Охранник расплылся в масляной улыбке:

– Проходите, сударь, милости просим. – Он отпер замок и грубо хлопнул Конмаэла по плечу.

За железной дверью был ещё один коридор, он казался шире, и оттуда повеяло запахом подземелья.

Тюремные камеры на Горе Мертвецов располагались под основной крепостью, врубленные в тело холма. Безвыходное заточение – со всех сторон они были окружены породой, и единственным путём служил узкий проход, который сторожил Фока. Вероятность побега сводилась к нулю: сбежать отсюда можно было лишь с помощью волшебства.

Они прошли совсем недалеко, и охранник толкнул Конмаэла в одну из первых камер. Решётчатая дверь захлопнулась, Фока ушёл.

Заключённый осмотрелся. Удивительно, но сюда даже провели электричество – небольшие лампы висели вдоль стены. Редкие и тусклые, они всё-таки разгоняли мрак. Вентиляционные шахты давали приток воздуха. Камеры располагались лишь по одной стороне коридора – пленники не видели друг друга. Стены были кое-как заштукатурены, но в некоторых местах просвечивал камень. В камере стояли железная кровать, стол, пустой умывальник и ведро. На кровати лежало свёрнутое шерстяное одеяло. От пола пахло сырой землёй, иногда доносился запах нечистот, но обстановка была лучше, чем он представлял.

Сколько Конмаэл ни вслушивался, он не мог различить никаких звуков. Пусть заключённые не разговаривают, но ведь должно быть слышно хоть что-то. Однако мрачная тишина окутала всё вокруг, она гнётом надавила на уши и забралась глубже, начав свербеть где-то внутри черепа.

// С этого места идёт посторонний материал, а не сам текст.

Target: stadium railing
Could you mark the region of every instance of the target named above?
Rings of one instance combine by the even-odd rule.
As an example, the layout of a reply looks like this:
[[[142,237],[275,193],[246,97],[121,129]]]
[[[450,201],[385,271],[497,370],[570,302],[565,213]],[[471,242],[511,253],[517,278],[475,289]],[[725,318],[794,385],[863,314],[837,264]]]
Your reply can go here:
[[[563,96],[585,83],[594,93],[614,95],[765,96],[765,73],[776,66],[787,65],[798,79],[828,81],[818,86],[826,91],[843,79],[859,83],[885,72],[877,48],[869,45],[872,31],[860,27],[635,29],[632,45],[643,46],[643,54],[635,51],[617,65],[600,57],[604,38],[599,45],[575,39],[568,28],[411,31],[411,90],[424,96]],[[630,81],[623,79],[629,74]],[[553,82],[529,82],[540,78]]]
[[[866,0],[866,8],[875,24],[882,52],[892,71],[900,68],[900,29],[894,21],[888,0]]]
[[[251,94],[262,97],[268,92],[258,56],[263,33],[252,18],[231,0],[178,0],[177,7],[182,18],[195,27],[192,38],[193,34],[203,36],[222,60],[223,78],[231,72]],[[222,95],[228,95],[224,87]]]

Конмаэл сел на кровать – та отозвалась надрывным скрипом – и уронил голову на руки.

Что дальше? Очевидно, он сглупил, но иначе поступить не мог. У него не осталось сил искать примирения с самим собой – все мысли и доводы стали вдруг водянистыми и незначительными.

Сам того не заметив, Конмаэл лёг лицом к стене и быстро уснул глубоким тёмным сном, какой погружает измученные метаниями души в абсолютную пустоту и безвременье.


Проснувшись, он не сразу понял, где находится. Он замёрз и проголодался, но всё, что у него было на обед, это липкий комок переживаний. Глаза привыкли к полумраку. Ничего не изменилось – вокруг по-прежнему царило безмолвие. Время тянулось медленно, и вскоре Конмаэлу стало казаться, что его отделили от всего человечества, запрятали подальше, под землю, будто похоронили и развеяли всякую память о нём. Он был здесь совсем один, наедине со своими мыслями, в тишине и полумраке тюрьмы, и целого мира словно не существовало никогда. Может быть, ему это снится? Или его всё-таки расстреляли вместе с заключённым и на самом деле похоронили, и беспокойный дух его никак не найдёт силы это принять? Уже второй раз за последние дни Конмаэла посетила мысль, что он умер. Это приносило извращённое облегчение, ведь с мёртвого больше нет спроса.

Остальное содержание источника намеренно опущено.